1) Why did you want to be a CAFÉ fellow? What are you excited about?
What interested me was the call for someone to work with student outcome data with Chairs and Deans across campus. Data is a powerful instrument, and when used appropriately, can allow us to obtain a closer look at our students. We can understand their interests, strengths and weaknesses, the elements that attract them to UMKC and the elements that retain students at UMKC. This in-depth view of our students allows UMKC to be proactive on many different levels in how we can engage our students: their educational needs, activities and programs that UMKC offers, program reform needs and future directions necessary to be more student-centric.
2) What do you hope to accomplish this year? Are there any particular goals? What do you think the legacy of your work will be?

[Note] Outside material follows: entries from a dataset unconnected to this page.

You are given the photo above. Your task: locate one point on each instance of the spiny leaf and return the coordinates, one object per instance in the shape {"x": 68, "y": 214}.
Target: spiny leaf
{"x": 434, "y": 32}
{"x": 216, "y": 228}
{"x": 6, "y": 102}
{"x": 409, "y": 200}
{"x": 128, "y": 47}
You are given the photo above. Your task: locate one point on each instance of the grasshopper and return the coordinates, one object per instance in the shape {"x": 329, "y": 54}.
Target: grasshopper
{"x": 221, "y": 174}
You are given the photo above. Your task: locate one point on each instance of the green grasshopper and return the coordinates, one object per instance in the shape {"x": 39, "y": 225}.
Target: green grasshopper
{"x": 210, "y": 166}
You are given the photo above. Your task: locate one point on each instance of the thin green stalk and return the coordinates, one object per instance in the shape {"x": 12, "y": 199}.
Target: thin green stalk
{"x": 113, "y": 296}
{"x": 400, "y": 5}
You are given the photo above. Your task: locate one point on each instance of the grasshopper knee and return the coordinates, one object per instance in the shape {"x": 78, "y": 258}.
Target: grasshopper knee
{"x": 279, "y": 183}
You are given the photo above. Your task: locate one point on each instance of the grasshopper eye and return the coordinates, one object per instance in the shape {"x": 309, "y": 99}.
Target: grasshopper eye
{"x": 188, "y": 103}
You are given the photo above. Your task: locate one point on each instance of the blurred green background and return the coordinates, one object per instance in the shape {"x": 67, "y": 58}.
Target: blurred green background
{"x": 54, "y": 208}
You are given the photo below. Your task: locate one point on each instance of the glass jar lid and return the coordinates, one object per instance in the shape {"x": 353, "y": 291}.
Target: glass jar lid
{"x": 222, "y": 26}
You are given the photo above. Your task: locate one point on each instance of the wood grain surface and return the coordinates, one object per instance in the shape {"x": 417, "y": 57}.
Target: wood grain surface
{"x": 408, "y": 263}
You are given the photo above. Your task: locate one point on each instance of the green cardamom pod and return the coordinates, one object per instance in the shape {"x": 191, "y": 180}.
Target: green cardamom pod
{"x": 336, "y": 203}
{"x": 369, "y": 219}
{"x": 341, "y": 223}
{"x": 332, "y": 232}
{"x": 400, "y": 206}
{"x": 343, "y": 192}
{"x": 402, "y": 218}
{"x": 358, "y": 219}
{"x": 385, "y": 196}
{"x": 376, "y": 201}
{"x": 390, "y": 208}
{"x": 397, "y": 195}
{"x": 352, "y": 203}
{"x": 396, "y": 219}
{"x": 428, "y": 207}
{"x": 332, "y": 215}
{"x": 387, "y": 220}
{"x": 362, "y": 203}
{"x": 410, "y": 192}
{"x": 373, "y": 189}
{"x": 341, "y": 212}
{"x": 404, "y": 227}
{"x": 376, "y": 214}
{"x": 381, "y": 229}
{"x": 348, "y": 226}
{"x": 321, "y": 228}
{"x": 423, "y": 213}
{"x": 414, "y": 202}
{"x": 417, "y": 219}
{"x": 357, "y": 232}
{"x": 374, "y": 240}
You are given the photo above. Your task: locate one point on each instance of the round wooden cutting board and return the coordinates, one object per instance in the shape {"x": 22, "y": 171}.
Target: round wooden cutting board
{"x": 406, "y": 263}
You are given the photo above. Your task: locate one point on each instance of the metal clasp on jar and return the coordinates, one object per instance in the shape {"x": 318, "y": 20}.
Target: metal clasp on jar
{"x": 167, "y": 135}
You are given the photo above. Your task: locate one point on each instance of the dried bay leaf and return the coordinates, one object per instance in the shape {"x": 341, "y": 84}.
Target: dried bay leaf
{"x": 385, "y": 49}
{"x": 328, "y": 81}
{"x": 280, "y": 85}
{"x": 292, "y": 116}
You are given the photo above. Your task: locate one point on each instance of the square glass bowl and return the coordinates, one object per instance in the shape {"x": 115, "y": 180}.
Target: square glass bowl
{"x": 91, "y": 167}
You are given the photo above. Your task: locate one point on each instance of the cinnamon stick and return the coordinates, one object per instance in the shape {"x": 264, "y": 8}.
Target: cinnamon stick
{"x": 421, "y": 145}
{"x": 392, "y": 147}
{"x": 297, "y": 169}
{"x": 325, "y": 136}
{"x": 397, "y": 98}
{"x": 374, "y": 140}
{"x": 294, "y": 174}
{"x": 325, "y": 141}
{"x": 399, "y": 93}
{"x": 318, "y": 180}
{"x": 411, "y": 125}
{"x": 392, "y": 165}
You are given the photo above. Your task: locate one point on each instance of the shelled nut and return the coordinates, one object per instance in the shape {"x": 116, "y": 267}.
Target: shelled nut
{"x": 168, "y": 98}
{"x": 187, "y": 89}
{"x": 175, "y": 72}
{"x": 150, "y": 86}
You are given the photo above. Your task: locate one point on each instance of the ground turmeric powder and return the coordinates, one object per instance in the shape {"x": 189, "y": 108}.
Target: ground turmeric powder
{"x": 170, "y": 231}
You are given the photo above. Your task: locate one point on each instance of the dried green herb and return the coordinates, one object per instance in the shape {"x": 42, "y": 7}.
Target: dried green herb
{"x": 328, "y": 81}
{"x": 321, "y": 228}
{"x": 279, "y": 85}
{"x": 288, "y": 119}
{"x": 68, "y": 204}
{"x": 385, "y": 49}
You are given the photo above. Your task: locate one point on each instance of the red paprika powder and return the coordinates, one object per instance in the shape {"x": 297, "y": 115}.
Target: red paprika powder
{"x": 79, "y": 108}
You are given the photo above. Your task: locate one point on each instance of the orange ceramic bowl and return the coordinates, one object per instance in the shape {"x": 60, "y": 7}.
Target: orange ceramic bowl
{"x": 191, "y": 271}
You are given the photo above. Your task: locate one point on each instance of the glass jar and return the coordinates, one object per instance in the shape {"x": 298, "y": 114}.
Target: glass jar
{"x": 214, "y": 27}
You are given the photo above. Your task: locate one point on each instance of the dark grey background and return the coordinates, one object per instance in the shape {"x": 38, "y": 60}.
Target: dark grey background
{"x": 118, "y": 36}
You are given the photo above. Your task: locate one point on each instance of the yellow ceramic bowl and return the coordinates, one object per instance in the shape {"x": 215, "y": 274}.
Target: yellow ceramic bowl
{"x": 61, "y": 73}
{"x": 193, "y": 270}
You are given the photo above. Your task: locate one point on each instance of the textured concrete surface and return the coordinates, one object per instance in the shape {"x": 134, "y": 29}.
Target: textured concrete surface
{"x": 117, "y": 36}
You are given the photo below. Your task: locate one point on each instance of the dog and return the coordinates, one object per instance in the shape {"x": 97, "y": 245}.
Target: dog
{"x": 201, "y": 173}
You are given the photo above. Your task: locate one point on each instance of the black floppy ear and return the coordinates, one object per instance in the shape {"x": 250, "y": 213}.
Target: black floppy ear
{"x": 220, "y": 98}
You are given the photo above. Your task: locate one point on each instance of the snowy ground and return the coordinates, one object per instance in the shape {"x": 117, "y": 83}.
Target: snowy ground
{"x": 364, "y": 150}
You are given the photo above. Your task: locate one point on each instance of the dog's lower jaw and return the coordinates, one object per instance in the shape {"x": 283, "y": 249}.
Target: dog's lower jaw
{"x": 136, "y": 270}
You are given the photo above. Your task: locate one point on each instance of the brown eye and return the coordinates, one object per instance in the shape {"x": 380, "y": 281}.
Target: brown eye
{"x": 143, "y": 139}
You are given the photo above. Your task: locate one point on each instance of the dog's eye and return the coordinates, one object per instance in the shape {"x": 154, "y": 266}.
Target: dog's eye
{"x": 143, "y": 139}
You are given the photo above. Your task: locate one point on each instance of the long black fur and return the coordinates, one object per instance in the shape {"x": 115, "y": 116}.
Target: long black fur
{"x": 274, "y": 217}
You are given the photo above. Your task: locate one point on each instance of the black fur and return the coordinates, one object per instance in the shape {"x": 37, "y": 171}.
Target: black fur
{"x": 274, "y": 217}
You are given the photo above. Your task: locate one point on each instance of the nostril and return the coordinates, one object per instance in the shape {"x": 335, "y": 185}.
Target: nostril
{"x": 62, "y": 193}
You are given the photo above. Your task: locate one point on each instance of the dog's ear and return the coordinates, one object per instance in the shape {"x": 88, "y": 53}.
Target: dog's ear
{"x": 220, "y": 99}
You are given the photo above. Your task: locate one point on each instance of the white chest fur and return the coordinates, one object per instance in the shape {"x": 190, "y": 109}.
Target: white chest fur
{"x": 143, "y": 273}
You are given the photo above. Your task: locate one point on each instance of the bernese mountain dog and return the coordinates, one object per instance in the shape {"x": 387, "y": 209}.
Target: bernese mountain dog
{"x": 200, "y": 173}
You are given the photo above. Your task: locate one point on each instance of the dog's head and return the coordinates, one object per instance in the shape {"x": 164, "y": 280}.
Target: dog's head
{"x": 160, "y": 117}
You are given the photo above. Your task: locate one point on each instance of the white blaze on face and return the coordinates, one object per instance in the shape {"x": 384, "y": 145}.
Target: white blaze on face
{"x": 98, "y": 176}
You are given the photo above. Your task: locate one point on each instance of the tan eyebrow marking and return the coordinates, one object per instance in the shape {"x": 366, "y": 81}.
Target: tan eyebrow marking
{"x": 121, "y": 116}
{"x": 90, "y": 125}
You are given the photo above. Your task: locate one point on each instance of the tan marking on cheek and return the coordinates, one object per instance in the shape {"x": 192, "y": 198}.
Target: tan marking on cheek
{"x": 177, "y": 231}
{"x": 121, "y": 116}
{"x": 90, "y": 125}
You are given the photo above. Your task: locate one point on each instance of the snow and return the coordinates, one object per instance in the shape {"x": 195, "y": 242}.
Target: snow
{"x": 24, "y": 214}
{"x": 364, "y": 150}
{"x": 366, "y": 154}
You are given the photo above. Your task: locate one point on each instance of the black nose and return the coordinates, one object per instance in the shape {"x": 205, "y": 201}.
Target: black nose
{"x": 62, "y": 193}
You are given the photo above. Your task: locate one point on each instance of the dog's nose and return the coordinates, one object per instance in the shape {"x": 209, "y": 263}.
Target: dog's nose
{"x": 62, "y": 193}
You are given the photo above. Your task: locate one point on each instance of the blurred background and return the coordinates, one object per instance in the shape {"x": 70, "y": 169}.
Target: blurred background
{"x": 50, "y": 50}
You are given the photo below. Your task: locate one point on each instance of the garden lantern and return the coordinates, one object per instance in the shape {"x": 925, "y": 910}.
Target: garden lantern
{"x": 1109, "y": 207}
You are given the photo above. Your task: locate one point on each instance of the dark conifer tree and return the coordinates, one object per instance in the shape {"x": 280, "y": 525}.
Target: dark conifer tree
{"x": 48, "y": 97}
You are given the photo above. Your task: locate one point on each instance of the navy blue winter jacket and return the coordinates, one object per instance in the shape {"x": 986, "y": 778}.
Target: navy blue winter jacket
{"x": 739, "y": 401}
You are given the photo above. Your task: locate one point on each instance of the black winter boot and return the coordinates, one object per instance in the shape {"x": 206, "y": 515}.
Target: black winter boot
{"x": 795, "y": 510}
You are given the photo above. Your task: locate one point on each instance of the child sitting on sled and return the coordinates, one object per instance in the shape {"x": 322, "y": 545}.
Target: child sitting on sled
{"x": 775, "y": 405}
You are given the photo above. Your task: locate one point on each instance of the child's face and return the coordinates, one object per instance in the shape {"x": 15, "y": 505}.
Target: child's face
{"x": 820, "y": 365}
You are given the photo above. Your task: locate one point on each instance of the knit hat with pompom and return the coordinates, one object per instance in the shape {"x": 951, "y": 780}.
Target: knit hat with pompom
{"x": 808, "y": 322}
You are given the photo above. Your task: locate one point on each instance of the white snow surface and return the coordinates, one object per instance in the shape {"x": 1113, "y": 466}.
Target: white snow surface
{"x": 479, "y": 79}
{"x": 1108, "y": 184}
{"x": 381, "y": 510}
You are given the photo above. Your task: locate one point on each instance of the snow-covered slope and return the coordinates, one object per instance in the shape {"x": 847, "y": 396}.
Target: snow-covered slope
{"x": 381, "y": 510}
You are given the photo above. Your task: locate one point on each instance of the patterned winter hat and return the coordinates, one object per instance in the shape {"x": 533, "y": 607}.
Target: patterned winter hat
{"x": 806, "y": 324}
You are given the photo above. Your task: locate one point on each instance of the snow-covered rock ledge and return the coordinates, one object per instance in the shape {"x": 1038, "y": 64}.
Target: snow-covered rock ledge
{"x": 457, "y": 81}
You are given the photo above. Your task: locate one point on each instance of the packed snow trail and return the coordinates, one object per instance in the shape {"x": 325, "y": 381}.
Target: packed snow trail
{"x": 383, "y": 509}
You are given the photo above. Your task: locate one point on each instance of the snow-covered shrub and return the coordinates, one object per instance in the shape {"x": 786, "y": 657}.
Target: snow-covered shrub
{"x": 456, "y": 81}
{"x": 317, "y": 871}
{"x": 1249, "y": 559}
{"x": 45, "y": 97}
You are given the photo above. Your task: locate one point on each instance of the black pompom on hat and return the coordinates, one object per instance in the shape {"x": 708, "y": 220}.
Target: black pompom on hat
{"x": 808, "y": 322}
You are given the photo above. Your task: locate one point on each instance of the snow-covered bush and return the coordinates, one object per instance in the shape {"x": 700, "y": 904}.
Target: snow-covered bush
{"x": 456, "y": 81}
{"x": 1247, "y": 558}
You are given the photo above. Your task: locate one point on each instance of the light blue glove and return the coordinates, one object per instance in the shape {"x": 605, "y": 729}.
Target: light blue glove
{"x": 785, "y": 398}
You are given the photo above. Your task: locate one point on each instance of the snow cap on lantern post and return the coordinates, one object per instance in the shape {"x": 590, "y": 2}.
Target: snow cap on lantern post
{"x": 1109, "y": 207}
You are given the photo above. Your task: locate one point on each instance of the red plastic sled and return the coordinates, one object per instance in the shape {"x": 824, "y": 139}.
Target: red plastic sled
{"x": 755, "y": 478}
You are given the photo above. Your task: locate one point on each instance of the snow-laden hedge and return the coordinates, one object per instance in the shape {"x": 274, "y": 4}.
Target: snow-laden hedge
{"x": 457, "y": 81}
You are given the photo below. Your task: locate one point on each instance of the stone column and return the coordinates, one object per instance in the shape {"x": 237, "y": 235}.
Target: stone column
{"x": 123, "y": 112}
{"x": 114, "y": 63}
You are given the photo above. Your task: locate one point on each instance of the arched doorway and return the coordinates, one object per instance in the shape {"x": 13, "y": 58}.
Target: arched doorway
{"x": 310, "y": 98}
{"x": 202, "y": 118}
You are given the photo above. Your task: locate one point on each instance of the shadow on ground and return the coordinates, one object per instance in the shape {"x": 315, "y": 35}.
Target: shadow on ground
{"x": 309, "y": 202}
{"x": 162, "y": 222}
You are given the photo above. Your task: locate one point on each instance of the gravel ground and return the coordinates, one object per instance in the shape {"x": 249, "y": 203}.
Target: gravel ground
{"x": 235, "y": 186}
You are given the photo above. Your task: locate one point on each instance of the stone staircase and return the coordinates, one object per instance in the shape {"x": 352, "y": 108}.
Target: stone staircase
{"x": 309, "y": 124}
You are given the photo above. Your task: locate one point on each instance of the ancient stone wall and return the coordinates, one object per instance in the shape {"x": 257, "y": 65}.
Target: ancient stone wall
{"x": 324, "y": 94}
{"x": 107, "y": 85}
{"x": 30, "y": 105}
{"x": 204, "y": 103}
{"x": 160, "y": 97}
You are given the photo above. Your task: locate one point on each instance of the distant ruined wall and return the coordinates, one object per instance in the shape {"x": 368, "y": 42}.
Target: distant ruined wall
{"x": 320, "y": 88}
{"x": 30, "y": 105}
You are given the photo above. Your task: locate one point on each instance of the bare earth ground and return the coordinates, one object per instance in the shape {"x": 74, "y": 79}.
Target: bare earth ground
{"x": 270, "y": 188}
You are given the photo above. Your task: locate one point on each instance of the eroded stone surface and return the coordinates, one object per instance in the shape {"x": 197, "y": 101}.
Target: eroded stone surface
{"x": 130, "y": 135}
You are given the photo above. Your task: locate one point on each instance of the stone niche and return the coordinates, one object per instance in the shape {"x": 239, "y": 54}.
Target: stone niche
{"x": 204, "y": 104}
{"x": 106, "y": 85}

I hope to complete a gap analysis for several academic programs this year, including Foreign Languages, History and Computer Science. “Gap analysis” means determining if a difference exists between what an academic program expects the student to be able to perform and the reality of what the student can perform. The goal of the gap analysis is to combine signature assessments from capstone or capstone-like classes with demographic data to see if any patterns emerge that can help us make changes to support student success.
I hope the legacy of the program will be to develop or suggest a template that other academic programs can use to perform gap analysis, enhance their programs and promote student excellence.
3) How does your research or role as faculty member inform your interest and work as a CAFE fellow?As a classically-trained statistician, I enjoy nothing more than analyzing and interpreting data. My role as an Assistant Professor of Applied Statistics in the Bloch School of Management gives me the opportunity to teach students how to take raw data and create a visualization, report or model that will provide insight to an organization. I see myself in this exact role as a CAFE fellow working on gap analysis for various academic programs.
In addition, I have teamed up with Dea Marx (Senior Program Manager for Student Support Services) and Kim McNeley (Vice Provost for Curriculum and Assessment) to create a proposal for the Assessment Institute hosted by IUPUI (Indiana University-Purdue University) for 2022 related to the gap analyses that will be performed and their implications in higher education. In particular, if the proposal is accepted, we will also submit a proposal for publication in the journal of Research & Practice in Assessment (RPA). RPA has teamed up with the Assessment Institute to select sessions/papers for the RPA Best Scholarly Presentation Award.